The small-cap index just fell below its 200-day moving average
We've been covering all angles of the recent stock market weakness, including volatility spikes, massive options bets on the SPDR S&P 500 ETF Trust (SPY), and unusual inflows for safe-haven assets. Now, we're turning our attention to small-cap stocks; specifically, the Russell 2000 Index (RUT), which closed below its 200-day moving average for the first time in over a year on Thursday. We decided to look at historical returns to see what a breach of this key technical level could mean for the RUT going forward.

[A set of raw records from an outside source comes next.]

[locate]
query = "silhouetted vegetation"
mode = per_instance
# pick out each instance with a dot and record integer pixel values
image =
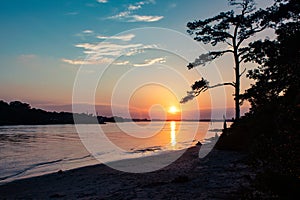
(270, 131)
(18, 113)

To be exact, the Russell 2000 Index went 286 straight trading days without falling below its 200-day moving average. Schaeffer's Senior Quantitative Analyst Rocky White looked back at previous occasions when the index went more than one year -- 252 trading days -- without breaching the trendline, noting that yesterday marked just the eighth time since 1979 such a signal occurred.

As you can see, you'd have to go back to May 2014 for the last signal. Prior to that, the last time the RUT fell below the 200-day following a year trading above it was all the way back in 2004. While these two occasions were followed by strong stock gains over the next six months, the post-signal returns taken as a whole are much less appealing -- especially compared to the index's "anytime" returns.

The chart above shows that, on average, small-cap stocks have tended to struggle following similar breaches of the 200-day moving average. The average returns for the RUT are lower across the board, from two weeks out to six months out -- and drastically so. Compare the average post-signal six-month loss of 0.05% to the index's anytime six-month return of 5.08%.
Plus, the same time frame shows a positive return rate of 66.3% for the Russell 2000, while the index has been positive three months after a signal just 57.1% of the time. No matter how you slice it, the RUT falling below the 200-day is a bearish signal for small-cap stocks, if we let history be our guide.